Monday, December 23, 2013

DEALING WITH THE MISTAKES WE MAKE

LORD, I MESSED UP, AGAIN



Before I sleep, I look outside the window, the world is wide awake and so am I. The skies are gray, the trees are dark, and the light outside comes in small bits and pieces. The night lamp outside is not too bright and passing cars make light run through the window blinds every few minutes. 

Once more, tonight, like many nights in the past, I am on a midnight watch, watching over my son. Fear is a strong presence, but Faith arrived as well. Faith has proven a loyal friend, and can take any argument Fear throws my way. So far, Faith has won everytime. Faith never argues alone but keeps Hope and Love on speed dial. Just in case. You never know when it's a full house after midnight. And I must always be ready.
I felt such guilt. You see, I was so tired that I ordered out when in the back of my mind I heard all the warning signs to get my tired behind up and cook a homemade meal, not take out. 

I can't explain it. I just had a bad feeling. 

The price paid for take-out was high sugar levels that lasted for a few hours.  I began to give him a correction and lots of water. All I heard in my head was, "What a horrible mom you are! Shame on you!" Fear walked in and stared me in the face. I silently prayed and asked the Lord to forgive me. Yes, Lord, forgive me. Forgive me for the excuse of being too tired. Forgive me for not listening to the warning in my spirit. That's when Faith walked in and Hope followed.

My son's sugar levels went back to normal but they were pretty high for a while. I prayed and asked the Lord to teach me to be the parent my son needs. Help me, Lord. For each time I think I am learning something new, I see a billion areas that still need improvement. 

Faith and Hope stood with me tonight and reminded me that I have to learn to believe I will make the best decisions for my son.
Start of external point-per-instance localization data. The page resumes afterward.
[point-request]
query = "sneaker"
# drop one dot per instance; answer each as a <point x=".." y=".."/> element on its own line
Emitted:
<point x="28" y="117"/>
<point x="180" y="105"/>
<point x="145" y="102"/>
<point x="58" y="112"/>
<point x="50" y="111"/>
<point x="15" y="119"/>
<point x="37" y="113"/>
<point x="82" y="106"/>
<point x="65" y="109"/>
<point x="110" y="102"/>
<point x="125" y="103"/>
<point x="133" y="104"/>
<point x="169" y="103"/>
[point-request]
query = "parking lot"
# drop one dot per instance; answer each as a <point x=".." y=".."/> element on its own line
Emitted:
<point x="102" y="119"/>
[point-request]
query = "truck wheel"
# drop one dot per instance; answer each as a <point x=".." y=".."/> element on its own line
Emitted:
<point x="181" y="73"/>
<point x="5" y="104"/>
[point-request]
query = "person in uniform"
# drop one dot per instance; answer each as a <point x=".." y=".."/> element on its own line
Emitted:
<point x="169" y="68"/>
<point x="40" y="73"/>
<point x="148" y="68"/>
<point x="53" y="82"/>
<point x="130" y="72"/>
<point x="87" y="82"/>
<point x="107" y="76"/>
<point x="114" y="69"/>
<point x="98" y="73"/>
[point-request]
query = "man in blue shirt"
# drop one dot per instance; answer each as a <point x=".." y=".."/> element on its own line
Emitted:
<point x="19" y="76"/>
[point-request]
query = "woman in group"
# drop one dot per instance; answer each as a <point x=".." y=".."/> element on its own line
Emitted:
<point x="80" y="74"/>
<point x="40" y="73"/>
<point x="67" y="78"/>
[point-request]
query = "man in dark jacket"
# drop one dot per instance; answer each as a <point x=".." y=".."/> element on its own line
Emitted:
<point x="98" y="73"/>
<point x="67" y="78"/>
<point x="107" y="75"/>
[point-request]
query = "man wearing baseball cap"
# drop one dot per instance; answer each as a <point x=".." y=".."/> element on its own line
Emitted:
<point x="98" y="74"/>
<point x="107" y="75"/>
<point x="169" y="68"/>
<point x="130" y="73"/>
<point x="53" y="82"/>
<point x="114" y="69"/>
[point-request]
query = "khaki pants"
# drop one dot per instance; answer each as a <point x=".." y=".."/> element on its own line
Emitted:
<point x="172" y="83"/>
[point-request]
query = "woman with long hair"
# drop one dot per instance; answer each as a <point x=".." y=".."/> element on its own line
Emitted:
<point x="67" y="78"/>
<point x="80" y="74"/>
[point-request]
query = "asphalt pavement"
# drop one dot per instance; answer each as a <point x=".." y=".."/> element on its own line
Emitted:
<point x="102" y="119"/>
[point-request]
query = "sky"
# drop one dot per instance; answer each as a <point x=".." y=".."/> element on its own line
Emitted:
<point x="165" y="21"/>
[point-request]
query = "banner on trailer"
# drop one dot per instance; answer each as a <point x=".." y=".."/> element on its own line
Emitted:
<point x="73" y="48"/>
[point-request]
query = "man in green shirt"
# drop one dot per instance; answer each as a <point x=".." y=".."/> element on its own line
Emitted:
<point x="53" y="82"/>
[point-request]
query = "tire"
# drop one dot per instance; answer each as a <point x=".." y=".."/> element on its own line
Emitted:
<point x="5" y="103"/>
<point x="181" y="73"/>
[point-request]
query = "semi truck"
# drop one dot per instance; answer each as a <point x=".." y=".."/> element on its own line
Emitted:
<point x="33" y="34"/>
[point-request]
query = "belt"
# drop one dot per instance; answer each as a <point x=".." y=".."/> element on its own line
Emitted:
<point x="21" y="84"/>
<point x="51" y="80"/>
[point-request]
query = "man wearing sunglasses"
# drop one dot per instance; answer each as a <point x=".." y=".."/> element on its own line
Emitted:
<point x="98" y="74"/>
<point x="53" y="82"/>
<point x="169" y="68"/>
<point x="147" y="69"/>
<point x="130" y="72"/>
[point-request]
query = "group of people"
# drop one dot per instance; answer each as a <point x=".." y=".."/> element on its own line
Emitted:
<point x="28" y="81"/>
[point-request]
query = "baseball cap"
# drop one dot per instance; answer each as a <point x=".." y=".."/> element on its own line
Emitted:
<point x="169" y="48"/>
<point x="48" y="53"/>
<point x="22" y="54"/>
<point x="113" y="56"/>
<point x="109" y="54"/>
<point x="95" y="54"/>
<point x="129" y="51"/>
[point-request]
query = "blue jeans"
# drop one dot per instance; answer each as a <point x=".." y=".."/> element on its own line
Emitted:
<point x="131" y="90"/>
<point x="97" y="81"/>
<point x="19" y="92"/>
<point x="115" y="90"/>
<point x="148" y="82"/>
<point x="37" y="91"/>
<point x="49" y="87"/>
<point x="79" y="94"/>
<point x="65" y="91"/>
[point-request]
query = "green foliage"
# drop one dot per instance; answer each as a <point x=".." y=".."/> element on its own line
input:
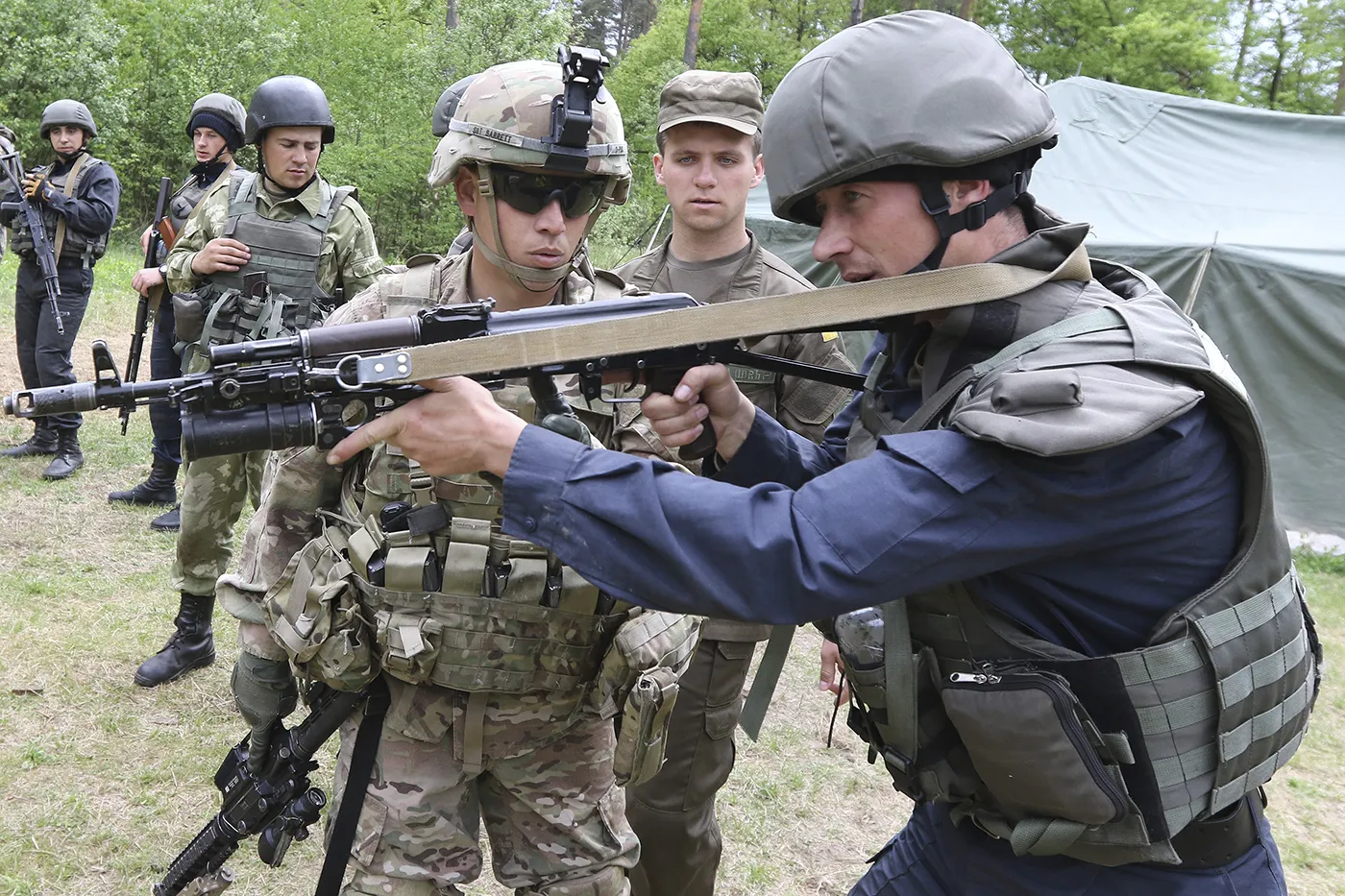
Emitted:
<point x="1160" y="44"/>
<point x="54" y="49"/>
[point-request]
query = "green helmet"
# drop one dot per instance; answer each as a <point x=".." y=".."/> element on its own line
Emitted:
<point x="504" y="117"/>
<point x="507" y="116"/>
<point x="70" y="111"/>
<point x="222" y="113"/>
<point x="917" y="96"/>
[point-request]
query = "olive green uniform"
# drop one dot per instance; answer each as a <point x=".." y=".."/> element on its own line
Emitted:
<point x="215" y="487"/>
<point x="674" y="811"/>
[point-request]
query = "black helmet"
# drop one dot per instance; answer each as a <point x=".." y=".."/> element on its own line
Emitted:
<point x="447" y="105"/>
<point x="67" y="111"/>
<point x="288" y="101"/>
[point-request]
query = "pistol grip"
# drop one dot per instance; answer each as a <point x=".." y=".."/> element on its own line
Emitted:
<point x="705" y="444"/>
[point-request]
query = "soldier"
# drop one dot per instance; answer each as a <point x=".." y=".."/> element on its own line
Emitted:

Faith reminds me that trusting my heart and my instincts will never fail. Faith tells me that I am not alone in my walk as the mom of a Type 1 Diabetic child. Last time to check my son's sugar. He is asleep. Relief fills my heart but then again, Faith and Hope had promised me good news was near. I kiss my son, good night and smile as Fear walks away and slams the door behind. Faith and Hope smile back and let me know they'll hand around til morning.

I am ready to nod off. With a grateful heart, I turn off the lights and attempt to sleep. Once more, I pray for wisdom, guidance, and the ability to make better choices every day. Even in small things like ordering take-out. Never thought you'd read about a ridiculous thing like this, right? But, maybe you're a parent, a tired one, that has worked late hours or was sick and this idea comes into your mind like it did with me. Follow your heart. Your heart is faithful and true. Create and have a back up plan. I know I will from now on.

Lesson learned: Plan ahead and prepare extra food when you imagine you might have a super busy schedule. Better some healthy left overs, than unhealthy take out.